約4 週間の幼虫期を経て、6 月には蛹化します。落ち葉の中の木の枝にくっついて蛹化していることも多く見られます。また土中のくぼみなども利用しています。飼育下では植木鉢様の容器を逆さにおいておけば、その中で蛹化することも多いです。
このように落葉中や土中の安全な場所を選んで、夏の高温と冬の低温に休眠という状態で過ごし、春の羽化時期を待つのです。
やがて翌年の3 月下旬の気温が上昇する頃、蛹化していた個体は羽化し始めます。他の多くの生物が活発に活動し始める前の天敵の少ない時期に羽化、交尾、産卵までの行動を終えてしまいます。

ギフチョウの保全は里山の再生から

ギフチョウ飼育ケージで学習会 宝塚市立宝塚自然の家内

ギフチョウは里山に育まれ、人々の生活する集落周辺で生き続けてきたチョウなのです。兵庫県では阪神地域をはじめ南部では戦後の都市開発で多くの自生地が失われていきました。丹波、但馬、北播磨などでは戦後、スギ、ヒノキなどの人工植林の増加によって自生地が激減しました。さらには1960 年代のエネルギー革命といわれる時期から里山が荒廃し、食草の自生地が減少していきました。
食草の自生地が減少することによってギフチョウの分布地が減少するのは当然です。さらに厄介なのはカンアオイ類は繁殖力が非常に弱く、一旦自生地を破壊されると回復の見込みは極めて低いのです。
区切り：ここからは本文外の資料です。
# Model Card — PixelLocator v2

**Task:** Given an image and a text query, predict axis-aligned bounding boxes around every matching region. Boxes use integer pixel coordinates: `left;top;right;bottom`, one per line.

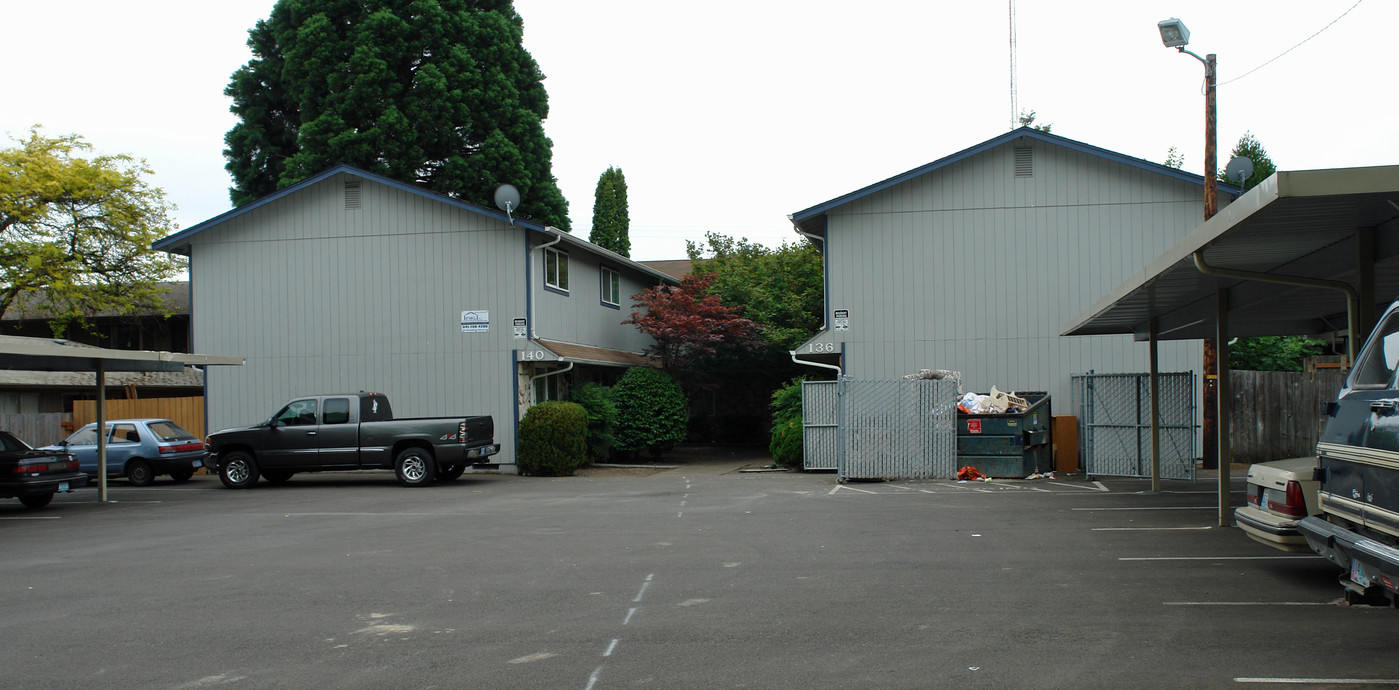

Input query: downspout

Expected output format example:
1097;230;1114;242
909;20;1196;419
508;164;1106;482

788;216;831;330
788;216;842;378
526;227;564;338
1193;249;1364;364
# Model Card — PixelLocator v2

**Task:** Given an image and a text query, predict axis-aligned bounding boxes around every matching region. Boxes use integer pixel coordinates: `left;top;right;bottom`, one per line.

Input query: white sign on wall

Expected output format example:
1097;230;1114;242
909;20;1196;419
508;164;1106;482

462;309;491;333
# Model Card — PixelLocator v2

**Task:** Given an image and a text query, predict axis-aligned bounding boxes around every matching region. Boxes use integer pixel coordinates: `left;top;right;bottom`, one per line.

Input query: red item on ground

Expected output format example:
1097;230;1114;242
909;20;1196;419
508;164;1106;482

957;465;989;481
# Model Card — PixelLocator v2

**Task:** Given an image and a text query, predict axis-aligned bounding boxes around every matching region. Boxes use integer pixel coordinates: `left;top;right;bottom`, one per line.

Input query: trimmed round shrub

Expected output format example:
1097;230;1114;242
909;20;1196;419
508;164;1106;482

768;378;803;469
613;367;690;458
568;383;617;462
515;400;588;477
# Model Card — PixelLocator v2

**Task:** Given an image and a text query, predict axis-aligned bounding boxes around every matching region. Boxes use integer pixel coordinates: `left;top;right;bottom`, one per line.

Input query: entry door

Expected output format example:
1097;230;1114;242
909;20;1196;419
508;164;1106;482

257;397;320;467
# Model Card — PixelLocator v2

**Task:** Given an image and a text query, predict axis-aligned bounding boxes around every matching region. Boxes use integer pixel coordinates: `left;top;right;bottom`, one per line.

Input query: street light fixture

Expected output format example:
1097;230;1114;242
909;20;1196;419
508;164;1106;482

1156;17;1191;48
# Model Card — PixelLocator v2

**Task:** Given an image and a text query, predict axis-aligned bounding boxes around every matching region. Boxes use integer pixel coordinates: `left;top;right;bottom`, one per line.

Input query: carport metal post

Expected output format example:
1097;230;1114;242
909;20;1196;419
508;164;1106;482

97;360;106;502
1147;316;1161;494
1214;287;1233;528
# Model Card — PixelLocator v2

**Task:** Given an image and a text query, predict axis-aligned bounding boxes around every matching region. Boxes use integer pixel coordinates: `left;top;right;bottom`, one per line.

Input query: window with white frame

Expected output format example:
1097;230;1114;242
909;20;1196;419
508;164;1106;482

602;266;621;307
544;248;568;293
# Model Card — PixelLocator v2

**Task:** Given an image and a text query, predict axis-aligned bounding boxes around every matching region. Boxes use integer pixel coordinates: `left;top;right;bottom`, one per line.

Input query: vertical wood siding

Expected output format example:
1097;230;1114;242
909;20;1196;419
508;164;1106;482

190;175;526;462
827;141;1202;410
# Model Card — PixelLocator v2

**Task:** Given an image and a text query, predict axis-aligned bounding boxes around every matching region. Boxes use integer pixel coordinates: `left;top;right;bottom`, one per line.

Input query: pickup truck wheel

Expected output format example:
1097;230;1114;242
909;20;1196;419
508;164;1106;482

393;448;436;486
218;451;257;488
126;458;155;486
20;494;53;508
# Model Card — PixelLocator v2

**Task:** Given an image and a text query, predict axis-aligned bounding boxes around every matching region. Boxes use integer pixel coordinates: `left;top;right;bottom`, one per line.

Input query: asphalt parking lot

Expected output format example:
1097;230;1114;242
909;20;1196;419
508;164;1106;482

0;456;1399;690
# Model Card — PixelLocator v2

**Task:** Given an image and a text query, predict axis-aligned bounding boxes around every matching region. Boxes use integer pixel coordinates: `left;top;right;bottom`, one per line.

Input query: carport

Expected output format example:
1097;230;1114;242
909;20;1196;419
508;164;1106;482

0;336;243;502
1060;165;1399;526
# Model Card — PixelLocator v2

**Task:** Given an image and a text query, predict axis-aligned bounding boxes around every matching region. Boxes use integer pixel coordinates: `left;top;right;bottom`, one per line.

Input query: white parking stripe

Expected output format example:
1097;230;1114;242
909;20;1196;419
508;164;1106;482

1234;677;1399;686
1161;602;1336;606
1118;554;1321;561
1069;505;1219;512
1093;525;1214;532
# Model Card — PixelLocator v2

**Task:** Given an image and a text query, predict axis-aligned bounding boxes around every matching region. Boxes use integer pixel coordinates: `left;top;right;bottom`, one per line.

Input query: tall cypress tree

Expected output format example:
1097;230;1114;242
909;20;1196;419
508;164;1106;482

224;0;568;230
588;167;631;256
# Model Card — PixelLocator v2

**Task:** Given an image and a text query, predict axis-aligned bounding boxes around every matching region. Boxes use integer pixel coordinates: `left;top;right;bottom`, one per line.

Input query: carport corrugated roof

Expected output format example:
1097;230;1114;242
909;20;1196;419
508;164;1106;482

1062;165;1399;340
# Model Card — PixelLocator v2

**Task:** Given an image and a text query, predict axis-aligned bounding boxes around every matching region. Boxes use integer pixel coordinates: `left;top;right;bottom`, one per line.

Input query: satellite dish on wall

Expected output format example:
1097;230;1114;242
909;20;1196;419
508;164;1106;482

1224;155;1254;186
495;185;520;225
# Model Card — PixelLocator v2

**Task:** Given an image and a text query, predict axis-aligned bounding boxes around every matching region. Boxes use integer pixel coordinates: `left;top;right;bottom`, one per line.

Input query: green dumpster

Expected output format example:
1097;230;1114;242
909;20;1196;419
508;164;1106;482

957;392;1053;479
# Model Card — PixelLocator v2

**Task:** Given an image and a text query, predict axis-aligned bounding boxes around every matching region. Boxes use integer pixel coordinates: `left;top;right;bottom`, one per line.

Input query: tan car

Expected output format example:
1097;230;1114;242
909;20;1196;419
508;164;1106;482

1234;456;1319;553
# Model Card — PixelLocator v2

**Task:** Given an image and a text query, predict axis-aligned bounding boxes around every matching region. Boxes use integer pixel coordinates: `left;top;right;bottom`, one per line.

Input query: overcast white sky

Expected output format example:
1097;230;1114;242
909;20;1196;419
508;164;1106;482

0;0;1399;260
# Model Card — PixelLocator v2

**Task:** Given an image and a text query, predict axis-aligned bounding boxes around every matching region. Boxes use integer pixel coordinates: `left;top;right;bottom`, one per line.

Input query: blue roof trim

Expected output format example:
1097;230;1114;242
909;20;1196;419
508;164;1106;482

151;164;546;253
790;127;1240;227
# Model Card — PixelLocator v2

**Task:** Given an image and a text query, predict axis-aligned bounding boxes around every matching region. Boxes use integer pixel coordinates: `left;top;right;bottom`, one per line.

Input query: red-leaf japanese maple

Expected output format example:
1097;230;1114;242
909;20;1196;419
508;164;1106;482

623;274;758;371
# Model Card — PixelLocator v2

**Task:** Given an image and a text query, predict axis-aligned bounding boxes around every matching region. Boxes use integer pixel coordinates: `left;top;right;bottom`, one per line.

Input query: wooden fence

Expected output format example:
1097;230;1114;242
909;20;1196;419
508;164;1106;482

1228;368;1347;463
73;396;204;438
0;411;69;448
先にも述べたように兵庫県下では40 年前には約55 ヶ所の生息地が知られていましたが、近年激減しています。都市周辺では宅地造成や道路工事など開発の影響をもろに受けます。
また、開発のみではなく、里山の” 人離れ” による荒廃によっても絶滅への道をたどった生物が多いのですが、まさにギフチョウはこの典型です。滅びゆくことをくい止める特効薬は見当たりません。増殖を試みている人もあるようですが、カンアオイ類の増殖が困難で、成功した話は聞きません。ギフチョウが絶滅への道を辿っていると思われることは確実で、里山林の適切な整備・管理及び文化林、環境林としての積極的な利活用などの保全再生が鍵であろうと思われます。

夏緑林の林床に自生するカンアオイに産卵

最近ではあちこちで飼育が試みられています。天敵から保護し、ある程度の増殖も可能で、さらには一般市民の環境学習の教材にもなっており、それなりに貢献度は高いといえます。しかし根本的な保全策は「里山の再生・保全」であろうと考えられます。このことは生物多様性の保全に繋がるのです。